Ces deux dernières semaines, les images ont circulé sur les réseaux sociaux, comme autant de rappels de l’outrecuidante iniquité de nos responsables qui ont construit des « stades » à l’allure d’arrière-cour de prison réputés nous avoir coûté 5 millions de dollars pièce et installé partout des tôles rouges et bleus, comme notre bicolore, pour bien se moquer de nous.

Nous connaissons tous la blague. Un ministre des Travaux Publics haïtien est invité chez son homologue dominicain. Ce dernier habite dans une superbe villa qui impressionne grandement l’Haïtien.

Quelle magnifique maison, tu as là ! Comment as-tu fait ? – Tu vois la route à 6 voies qui mène ici ?- Je n’en vois que quatre.- Justement.

Un an plus tard, le ministre haïtien invite à son tour son homologue dominicain.

Tu admirais ma maison, mais la tienne est un véritable château ! – Tu vois la route à 6 voies qui mène ici ? – Mais, il n’y a pas de route du tout.- Justement.

Voilà toute la différence ! En République Dominicaine, les corrompus ne vivent pas dans la crasse. En Haïti, nous avons affaire à des sagouins, des malpropres, des kakistocrasseux.

Qu’importe qu’il n’y ait pas de route, pas d’hôpital, pas d’écoles, pas de salles de cinéma, pas de salles de théâtre ! Qu’importe que nos élèves, nos professeurs et nos étudiants soient dans les rues pour marcher contre une éducation au rabais ! Qu’importe que l’école Nationale des Arts soit fermée depuis un an ! Que la gourde ne soit plus qu’un soixante-sixième d’un dollar ! Que 80% de la population haïtienne soit installée dans la misère ! Qu’importe ! Qu’importe ! Qu’importe !

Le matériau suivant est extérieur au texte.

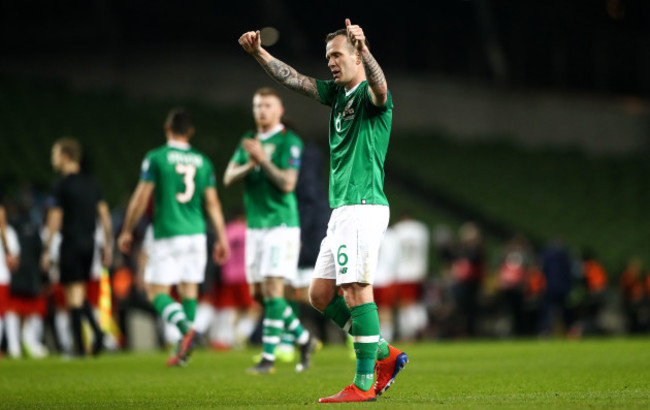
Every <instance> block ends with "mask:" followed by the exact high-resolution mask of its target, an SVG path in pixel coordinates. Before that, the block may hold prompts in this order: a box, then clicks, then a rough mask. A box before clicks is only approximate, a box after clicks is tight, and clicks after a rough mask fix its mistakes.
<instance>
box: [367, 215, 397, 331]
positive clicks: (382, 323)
mask: <svg viewBox="0 0 650 410" xmlns="http://www.w3.org/2000/svg"><path fill="white" fill-rule="evenodd" d="M400 262H401V261H400V247H399V242H398V239H397V235H396V233H395V229H394V228H393V227H392V226H389V227H388V229H386V233H385V234H384V238H383V239H382V241H381V246H380V247H379V262H378V263H377V274H376V275H375V282H374V283H373V292H374V296H375V303H376V304H377V313H378V315H379V328H380V329H381V334H382V336H383V337H384V339H385V340H386V341H387V342H391V341H392V340H393V339H394V338H395V315H394V312H395V310H396V309H397V298H398V288H397V271H398V265H399V264H400Z"/></svg>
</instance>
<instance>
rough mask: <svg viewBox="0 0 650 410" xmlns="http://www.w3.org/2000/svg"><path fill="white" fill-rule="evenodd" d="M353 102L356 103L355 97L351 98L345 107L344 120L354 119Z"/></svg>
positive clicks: (344, 108)
mask: <svg viewBox="0 0 650 410" xmlns="http://www.w3.org/2000/svg"><path fill="white" fill-rule="evenodd" d="M352 104H354V97H352V98H350V101H348V103H347V104H345V108H343V121H350V120H352V119H354V108H352Z"/></svg>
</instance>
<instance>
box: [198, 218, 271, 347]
mask: <svg viewBox="0 0 650 410" xmlns="http://www.w3.org/2000/svg"><path fill="white" fill-rule="evenodd" d="M226 236H227V237H228V243H229V244H230V250H231V255H230V259H228V262H226V263H224V264H223V266H221V280H220V281H219V283H218V284H217V285H216V290H215V294H214V298H213V300H212V303H213V306H214V309H215V315H214V320H213V325H212V328H211V332H210V335H211V337H210V341H211V344H212V346H213V347H214V348H215V349H216V350H228V349H231V348H232V347H235V346H243V345H245V344H246V342H247V341H248V340H249V338H250V337H251V335H252V333H253V331H254V330H255V325H256V323H257V322H258V320H259V316H260V314H261V306H260V305H259V304H258V303H257V302H256V301H255V300H254V299H253V297H252V295H251V291H250V288H249V285H248V282H247V281H246V256H245V250H246V217H245V215H244V211H243V210H239V209H238V210H236V212H235V214H234V218H232V220H231V221H230V222H228V223H227V224H226Z"/></svg>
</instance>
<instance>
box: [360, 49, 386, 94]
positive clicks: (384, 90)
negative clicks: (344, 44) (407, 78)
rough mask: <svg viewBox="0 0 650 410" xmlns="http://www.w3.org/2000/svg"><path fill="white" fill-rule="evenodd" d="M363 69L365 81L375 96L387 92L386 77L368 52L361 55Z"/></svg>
mask: <svg viewBox="0 0 650 410" xmlns="http://www.w3.org/2000/svg"><path fill="white" fill-rule="evenodd" d="M362 61H363V68H364V69H365V70H366V80H367V81H368V85H369V86H370V88H372V89H373V91H374V92H375V93H376V94H380V95H383V94H385V93H386V91H387V88H386V87H387V85H386V77H385V76H384V71H383V70H382V69H381V67H380V66H379V63H378V62H377V60H375V57H373V55H372V54H370V51H368V52H367V53H364V54H363V57H362Z"/></svg>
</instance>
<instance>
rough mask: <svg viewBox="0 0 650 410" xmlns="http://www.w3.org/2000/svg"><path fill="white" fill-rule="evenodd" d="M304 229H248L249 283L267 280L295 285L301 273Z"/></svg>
mask: <svg viewBox="0 0 650 410" xmlns="http://www.w3.org/2000/svg"><path fill="white" fill-rule="evenodd" d="M299 252H300V228H298V227H286V226H277V227H273V228H250V229H247V230H246V280H248V283H262V282H263V281H264V278H266V277H277V278H284V279H285V280H286V281H289V283H291V282H292V281H293V280H294V279H295V277H296V274H297V270H298V254H299Z"/></svg>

Tant qu’ils ont de l’argent pour vivre. Tant qu’ils ont de belles maisons où se terrer. Tant qu’ils ont de jeunes et belles madan papa à exploiter. Tant qu’ils peuvent envoyer leurs familles à l’étranger. Tant qu’ils peuvent continuer à gruger tout un peuple en toute immunité.

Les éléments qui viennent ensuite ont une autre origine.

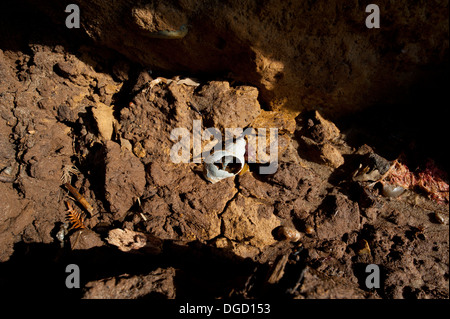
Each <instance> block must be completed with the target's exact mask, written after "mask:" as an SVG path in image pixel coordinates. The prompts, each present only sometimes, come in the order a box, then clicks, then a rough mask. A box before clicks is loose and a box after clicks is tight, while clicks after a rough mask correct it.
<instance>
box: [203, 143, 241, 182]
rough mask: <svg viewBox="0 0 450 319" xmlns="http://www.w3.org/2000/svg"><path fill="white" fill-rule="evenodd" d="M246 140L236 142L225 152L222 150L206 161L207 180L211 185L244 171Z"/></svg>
mask: <svg viewBox="0 0 450 319" xmlns="http://www.w3.org/2000/svg"><path fill="white" fill-rule="evenodd" d="M245 145H246V142H245V139H244V138H243V137H241V138H239V139H237V140H236V143H233V144H231V145H230V146H229V147H228V148H225V150H220V151H217V152H214V153H213V154H211V155H209V156H208V157H206V159H205V178H206V179H207V180H208V181H210V182H211V183H213V184H214V183H217V182H218V181H220V180H222V179H224V178H228V177H233V176H235V175H236V174H239V172H240V171H241V170H242V168H243V167H244V164H245V158H244V155H245Z"/></svg>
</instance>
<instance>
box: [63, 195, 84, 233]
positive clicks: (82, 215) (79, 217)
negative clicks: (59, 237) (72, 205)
mask: <svg viewBox="0 0 450 319" xmlns="http://www.w3.org/2000/svg"><path fill="white" fill-rule="evenodd" d="M66 205H67V219H68V221H69V222H70V223H71V224H72V226H70V227H69V229H68V231H69V230H71V229H77V228H81V229H84V228H86V226H84V216H83V213H80V212H77V211H76V210H75V208H73V207H72V205H71V204H70V202H67V201H66Z"/></svg>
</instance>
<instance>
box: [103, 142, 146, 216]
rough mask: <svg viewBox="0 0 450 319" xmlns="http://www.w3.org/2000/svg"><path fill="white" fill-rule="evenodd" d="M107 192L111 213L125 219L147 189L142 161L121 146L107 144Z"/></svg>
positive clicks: (105, 172) (105, 161)
mask: <svg viewBox="0 0 450 319" xmlns="http://www.w3.org/2000/svg"><path fill="white" fill-rule="evenodd" d="M105 165H106V168H105V192H106V199H107V201H108V203H109V205H110V209H111V213H117V214H118V216H120V217H123V216H124V215H125V214H126V213H127V211H128V210H129V209H130V207H131V206H132V205H133V203H134V201H135V199H136V198H137V197H140V196H141V195H142V193H143V192H144V187H145V183H146V181H145V168H144V165H143V164H142V163H141V161H140V160H139V159H138V158H137V157H136V156H134V155H133V154H132V153H131V152H129V151H128V150H125V151H122V150H121V149H120V146H119V144H117V143H115V142H112V141H108V142H107V143H106V158H105Z"/></svg>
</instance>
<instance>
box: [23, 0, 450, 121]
mask: <svg viewBox="0 0 450 319" xmlns="http://www.w3.org/2000/svg"><path fill="white" fill-rule="evenodd" d="M31 2H33V3H35V4H36V5H37V6H38V7H39V8H40V9H43V10H44V11H45V12H46V13H47V14H49V16H51V17H52V18H53V19H54V20H55V21H57V22H58V23H61V24H63V23H64V22H65V19H66V17H67V15H68V13H65V12H64V10H65V8H66V6H67V5H68V4H69V3H72V2H74V1H72V0H70V1H69V0H66V1H45V2H44V1H39V0H35V1H31ZM371 2H373V1H351V2H349V1H319V2H311V1H294V2H292V1H255V0H233V1H226V2H222V1H214V0H210V1H204V2H198V1H192V0H177V1H168V2H160V1H130V0H120V1H114V2H111V1H104V0H89V1H87V0H79V1H75V3H76V4H78V5H79V7H80V12H81V14H80V17H81V29H77V30H75V29H73V32H74V33H77V32H86V33H87V34H88V35H89V37H91V38H92V39H94V40H95V41H97V43H100V44H102V45H105V46H107V47H110V48H113V49H115V50H117V51H119V52H120V53H122V54H124V55H126V56H127V57H129V58H130V59H132V60H134V61H137V62H139V63H141V64H143V65H145V66H148V67H150V68H151V69H152V70H165V71H170V72H176V73H177V74H179V73H180V72H185V73H189V74H190V75H191V76H192V75H197V76H205V77H211V76H214V78H217V77H223V78H226V79H231V80H235V81H239V82H244V83H247V84H251V85H254V86H256V87H257V88H258V89H259V90H260V99H261V101H262V103H263V104H264V105H265V106H266V107H267V108H270V109H272V110H278V109H284V110H294V111H299V110H302V109H312V108H314V109H318V110H320V111H321V112H322V113H323V114H325V115H327V116H328V117H331V118H336V117H338V116H341V115H344V114H348V113H352V112H355V111H358V110H361V109H363V108H366V107H367V106H370V105H373V104H374V103H380V102H382V103H385V102H386V101H398V100H403V99H404V98H405V96H407V95H409V94H410V92H411V91H410V89H411V85H412V84H414V83H417V82H420V81H429V80H433V79H434V78H435V77H436V74H438V73H439V71H442V69H445V68H446V67H448V1H415V2H411V1H406V0H404V1H395V2H385V1H380V2H379V3H376V4H377V5H378V6H379V8H380V24H381V25H380V26H381V27H380V28H379V29H375V28H373V29H368V28H367V27H366V24H365V20H366V18H367V16H368V15H369V13H366V12H365V11H366V6H367V5H368V4H370V3H371ZM182 25H187V26H188V33H187V35H186V36H185V37H183V38H181V39H160V38H154V37H153V36H152V35H154V34H155V33H156V32H158V31H164V30H172V31H174V30H179V29H180V27H181V26H182Z"/></svg>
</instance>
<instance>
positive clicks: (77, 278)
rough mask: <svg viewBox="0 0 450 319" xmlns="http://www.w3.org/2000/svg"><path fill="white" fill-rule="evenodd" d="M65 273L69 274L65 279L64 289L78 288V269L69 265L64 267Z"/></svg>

Nos kakistocrasseux sont à l’aise. Ils vivent dans et de la crasse. Aussi celle-ci ne les dérange-t-elle guère ? Leurs priorités sont ailleurs. Les #PoFlèLeta qui jonchent nos rues, nous rendent malades et causent l’incendie de notre iconique Marché en Fer, n’inquiètent pas outre mesure. Elles ne semblent même pas retenir l’attention de notre Président qui se dit pourtant déterminé à redorer l’image d’Haïti et s’offusque si facilement de l’impertinente intervention de la cheffe de la Mission des Nations Unies pour la Justice en Haïti encourageant la justice haïtienne à se saisir de dossiers de justice.

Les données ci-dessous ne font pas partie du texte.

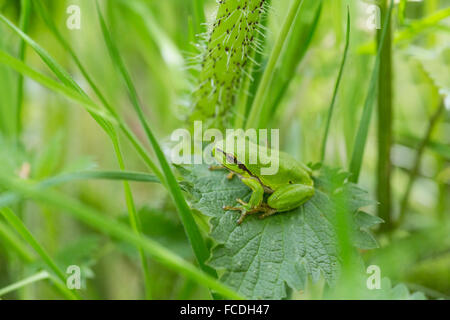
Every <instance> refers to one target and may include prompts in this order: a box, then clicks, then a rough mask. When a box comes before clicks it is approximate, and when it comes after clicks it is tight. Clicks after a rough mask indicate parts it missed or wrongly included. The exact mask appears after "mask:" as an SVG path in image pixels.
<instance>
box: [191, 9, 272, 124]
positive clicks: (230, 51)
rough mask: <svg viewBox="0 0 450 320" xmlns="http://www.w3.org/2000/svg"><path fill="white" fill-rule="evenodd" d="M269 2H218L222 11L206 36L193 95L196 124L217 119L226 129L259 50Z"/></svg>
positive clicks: (194, 113) (193, 114) (217, 11)
mask: <svg viewBox="0 0 450 320" xmlns="http://www.w3.org/2000/svg"><path fill="white" fill-rule="evenodd" d="M265 2H266V0H219V1H218V3H219V8H218V11H217V16H216V19H215V21H214V23H213V25H212V28H211V31H210V32H209V33H208V35H207V40H206V45H205V47H204V50H205V52H204V53H203V56H202V61H201V72H200V75H199V84H198V87H197V89H196V91H195V92H194V95H193V96H194V110H193V114H192V119H193V120H198V119H214V120H213V123H214V124H215V125H217V126H219V127H224V126H226V125H227V121H228V119H229V116H230V114H232V108H233V107H234V105H235V101H236V96H237V93H238V91H239V88H240V85H241V81H242V78H243V76H244V73H245V69H246V66H247V65H248V64H249V63H251V55H252V52H253V50H257V47H258V45H257V36H256V33H257V32H259V30H258V28H260V24H259V21H260V19H261V15H262V14H263V12H264V10H265Z"/></svg>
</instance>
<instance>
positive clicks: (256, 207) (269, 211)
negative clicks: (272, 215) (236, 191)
mask: <svg viewBox="0 0 450 320" xmlns="http://www.w3.org/2000/svg"><path fill="white" fill-rule="evenodd" d="M236 201H237V202H239V203H240V204H241V205H242V206H240V207H231V206H225V207H223V209H224V210H230V211H240V212H241V216H240V217H239V220H238V221H237V223H238V224H241V223H242V222H243V221H244V220H245V218H246V217H247V216H248V215H251V214H254V213H259V212H264V214H262V215H261V216H259V218H260V219H264V218H266V217H269V216H271V215H273V214H275V213H276V212H277V210H276V209H273V208H271V207H269V206H268V205H267V204H266V203H262V204H261V205H259V206H257V207H254V208H250V206H249V204H248V203H247V202H245V201H243V200H242V199H236Z"/></svg>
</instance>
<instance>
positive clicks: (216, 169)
mask: <svg viewBox="0 0 450 320" xmlns="http://www.w3.org/2000/svg"><path fill="white" fill-rule="evenodd" d="M208 169H209V170H210V171H215V170H224V169H225V167H224V166H221V165H211V166H209V168H208Z"/></svg>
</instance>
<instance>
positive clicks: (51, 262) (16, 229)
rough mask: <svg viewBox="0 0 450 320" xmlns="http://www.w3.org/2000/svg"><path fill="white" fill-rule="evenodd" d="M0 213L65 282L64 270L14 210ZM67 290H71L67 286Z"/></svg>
mask: <svg viewBox="0 0 450 320" xmlns="http://www.w3.org/2000/svg"><path fill="white" fill-rule="evenodd" d="M0 214H2V215H3V217H4V218H5V219H6V220H7V221H8V223H9V224H10V225H11V226H12V227H13V228H14V229H15V230H16V231H17V232H18V233H19V234H20V235H21V236H22V238H23V239H24V240H25V241H26V242H28V244H29V245H30V246H31V247H32V248H33V249H34V250H35V251H36V252H37V254H38V255H39V256H40V257H41V259H42V261H44V263H45V264H46V265H47V267H48V268H49V269H50V270H51V271H53V272H54V273H55V275H56V277H57V278H58V279H59V280H60V281H62V282H63V283H65V281H66V276H65V274H64V272H63V271H62V270H61V269H60V268H59V267H58V266H57V265H56V263H55V262H54V261H53V259H52V258H51V257H50V255H49V254H48V253H47V251H46V250H45V249H44V248H43V247H42V246H41V245H40V244H39V242H38V241H37V240H36V239H35V238H34V236H33V235H32V234H31V232H30V231H29V230H28V228H27V227H26V226H25V225H24V224H23V223H22V221H21V220H20V219H19V218H18V217H17V216H16V215H15V214H14V212H12V210H11V209H9V208H3V209H1V210H0ZM65 290H66V291H69V290H68V289H67V288H65ZM69 292H70V295H73V296H74V297H76V298H77V299H81V297H80V296H79V295H78V294H77V293H72V292H71V291H69Z"/></svg>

Il n’y a pas que nos politiques à se vautrer dans la crasse. Tel grand industriel, très actif politiquement, ne semble pas autrement dérangé par l’état d’insalubrité chronique à l’entrée de son entreprise. Ses bureaux sont magnifiques pourtant ! La grande classe. Normal, il y passe beaucoup de temps. Les alentours de l’entreprise, il n’y passe que dans sa belle tout terrain hors de prix. Ceci explique cela. Telle matriarche d’une riche et célèbre famille haïtienne habite à quelques pas de l’un des plus grands bidonvilles de la zone métropolitaine. Tel haut responsable de l’Etat habite dans un bas-fonds qu’il faut avoir des dons particuliers de cascadeurs pour remonter en voiture.

Les routes menant à certains quartiers abritant les premiers d’entre nous, n’en sont pas. Entre terre glaise, crevasses et mares, se frayer un chemin pour répondre à une invitation à dîner, après une petite pluie, relève du parcours du combattant. Ces tracasseries sont vite oubliées, une fois à l’intérieur. Quand on s’exerce à admirer la vaisselle de Chine, le beau service à thé anglais et les tableaux de maîtres, c’est difficile de penser à la boue qui a failli vous enterrer à quelques mètres de là.